Der Code für das Pragma ist auf GitHub verfügbar. Wenn Sie sich an native Eigenschaften statt an React-Props binden möchten, können Sie react-bind-properties verwenden. Lassen Sie uns das kurz betrachten.

import React from 'react'

/**
 * Convert a string from camelCase to kebab-case
 * @param {string} string - The base string (ostensibly camelCase)
 * @return {string} - A kebab-case string
 */
const toKebabCase = string => string.replace(/([a-z0-9]|(?=[A-Z]))([A-Z])/g, '$1-$2').toLowerCase()

/** @type {Symbol} - Used to save reference to active listeners */
const listeners = Symbol('jsx-native-events/event-listeners')

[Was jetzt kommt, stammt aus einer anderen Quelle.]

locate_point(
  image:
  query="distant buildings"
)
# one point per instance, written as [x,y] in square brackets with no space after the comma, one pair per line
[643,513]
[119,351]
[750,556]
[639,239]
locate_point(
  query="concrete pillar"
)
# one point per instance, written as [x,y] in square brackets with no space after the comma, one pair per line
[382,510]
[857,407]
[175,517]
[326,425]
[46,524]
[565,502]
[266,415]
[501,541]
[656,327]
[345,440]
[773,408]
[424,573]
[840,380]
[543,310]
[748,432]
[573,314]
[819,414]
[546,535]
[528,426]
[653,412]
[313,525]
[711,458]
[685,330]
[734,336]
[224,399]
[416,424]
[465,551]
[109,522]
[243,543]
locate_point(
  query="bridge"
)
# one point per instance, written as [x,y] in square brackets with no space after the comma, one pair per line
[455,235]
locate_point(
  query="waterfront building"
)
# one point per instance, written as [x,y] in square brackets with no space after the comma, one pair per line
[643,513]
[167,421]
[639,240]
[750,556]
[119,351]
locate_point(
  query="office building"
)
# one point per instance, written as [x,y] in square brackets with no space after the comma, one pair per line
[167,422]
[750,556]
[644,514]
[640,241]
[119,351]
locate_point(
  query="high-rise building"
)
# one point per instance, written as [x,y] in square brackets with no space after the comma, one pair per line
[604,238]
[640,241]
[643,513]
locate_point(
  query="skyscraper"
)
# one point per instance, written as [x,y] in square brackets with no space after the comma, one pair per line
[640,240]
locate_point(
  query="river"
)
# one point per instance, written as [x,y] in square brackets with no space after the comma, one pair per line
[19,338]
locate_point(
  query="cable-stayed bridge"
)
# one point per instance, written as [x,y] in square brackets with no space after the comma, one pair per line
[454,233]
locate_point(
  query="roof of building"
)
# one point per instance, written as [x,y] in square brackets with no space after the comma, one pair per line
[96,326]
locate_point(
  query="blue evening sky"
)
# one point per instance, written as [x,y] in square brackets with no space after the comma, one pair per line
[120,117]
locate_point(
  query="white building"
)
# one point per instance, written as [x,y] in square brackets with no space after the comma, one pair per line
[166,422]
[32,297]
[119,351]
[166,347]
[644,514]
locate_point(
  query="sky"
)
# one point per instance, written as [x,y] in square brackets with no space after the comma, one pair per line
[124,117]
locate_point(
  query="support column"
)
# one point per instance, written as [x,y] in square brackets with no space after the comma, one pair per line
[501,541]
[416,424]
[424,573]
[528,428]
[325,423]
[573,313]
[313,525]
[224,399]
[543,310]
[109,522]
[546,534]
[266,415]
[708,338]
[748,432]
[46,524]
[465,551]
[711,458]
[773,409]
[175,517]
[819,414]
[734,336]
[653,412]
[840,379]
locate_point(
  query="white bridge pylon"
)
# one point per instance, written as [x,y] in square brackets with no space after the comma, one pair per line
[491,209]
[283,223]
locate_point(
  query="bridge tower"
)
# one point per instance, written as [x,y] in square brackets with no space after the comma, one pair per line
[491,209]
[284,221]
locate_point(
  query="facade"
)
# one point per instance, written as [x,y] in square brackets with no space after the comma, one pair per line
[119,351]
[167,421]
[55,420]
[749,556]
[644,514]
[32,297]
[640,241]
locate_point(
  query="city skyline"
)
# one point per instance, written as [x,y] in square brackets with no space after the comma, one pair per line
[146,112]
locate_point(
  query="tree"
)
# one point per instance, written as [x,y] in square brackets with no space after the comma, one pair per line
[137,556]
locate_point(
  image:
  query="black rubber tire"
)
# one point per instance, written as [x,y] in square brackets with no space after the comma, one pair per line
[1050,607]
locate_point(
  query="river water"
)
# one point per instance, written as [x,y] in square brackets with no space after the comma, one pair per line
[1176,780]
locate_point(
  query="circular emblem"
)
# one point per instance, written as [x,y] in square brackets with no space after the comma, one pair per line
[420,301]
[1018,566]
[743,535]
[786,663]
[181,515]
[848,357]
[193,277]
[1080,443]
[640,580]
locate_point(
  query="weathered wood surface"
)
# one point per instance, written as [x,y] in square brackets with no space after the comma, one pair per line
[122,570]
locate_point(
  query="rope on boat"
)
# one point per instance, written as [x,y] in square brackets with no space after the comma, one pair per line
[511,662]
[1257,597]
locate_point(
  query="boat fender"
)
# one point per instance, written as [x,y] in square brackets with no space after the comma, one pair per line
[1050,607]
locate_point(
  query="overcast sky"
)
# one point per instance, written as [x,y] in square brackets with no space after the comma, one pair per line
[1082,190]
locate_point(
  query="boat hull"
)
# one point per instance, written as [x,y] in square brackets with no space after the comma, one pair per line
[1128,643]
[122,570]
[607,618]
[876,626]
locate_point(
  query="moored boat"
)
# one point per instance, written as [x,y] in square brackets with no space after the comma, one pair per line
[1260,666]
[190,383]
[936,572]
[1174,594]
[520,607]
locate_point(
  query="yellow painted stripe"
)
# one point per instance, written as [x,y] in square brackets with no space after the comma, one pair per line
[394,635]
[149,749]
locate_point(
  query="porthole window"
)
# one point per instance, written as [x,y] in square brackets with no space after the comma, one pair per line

const eventPattern = /^onEvent/

export default function jsx (type, props, ...children) {
  // Make a copy of the props object
  const newProps = { ...props }
  if (typeof type === 'string') {
    newProps.ref = (element) => {
      // Merge existing ref prop
      if (props && props.ref) {
        if (typeof props.ref === 'function') {
          props.ref(element)
        } else if (typeof props.ref === 'object') {
          props.ref.current = element
        }
      }

      if (element) {
        if (props) {
          const keys = Object.keys(props)
          /** Get all keys that have the `onEvent` prefix */
          keys
            .filter(key => key.match(eventPattern))
            .map(key => ({
              key,
              eventName: toKebabCase(
                key.replace('onEvent', '')
              ).replace('-', '')
            })
          )
          .map(({ eventName, key }) => {
            /** Add the listeners Map if not present */
            if (!element[listeners]) {
              element[listeners] = new Map()
            }

            /** If the listener hasn't be attached, attach it */
            if (!element[listeners].has(eventName)) {
              element.addEventListener(eventName, props[key])
              /** Save a reference to avoid listening to the same value twice */
              element[listeners].set(eventName, props[key])
            }
          })
        }
      }
    }
  }
  
  return React.createElement.apply(null, [type, newProps, ...children])
}

Im Wesentlichen konvertiert dieser Code alle vorhandenen Props mit dem Präfix onEvent und transformiert sie in einen Ereignisnamen, nimmt den Wert, der an diesen Prop übergeben wird (vermutlich eine Funktion mit der Signatur (e: Event) => void) und fügt ihn als Ereignis-Listener zur Elementinstanz hinzu.

Ausblick

Zum Zeitpunkt des Schreibens hat React kürzlich Version 17 veröffentlicht. Das React-Team hatte ursprünglich geplant, Verbesserungen für die Kompatibilität mit Custom Elements zu veröffentlichen; leider scheinen diese Pläne auf Version 18 verschoben worden zu sein.

Bis dahin wird es etwas mehr Aufwand erfordern, alle Funktionen, die Custom Elements bieten, mit React zu nutzen. Hoffentlich wird das React-Team die Unterstützung weiter verbessern, um die Lücke zwischen React und der Webplattform zu schließen.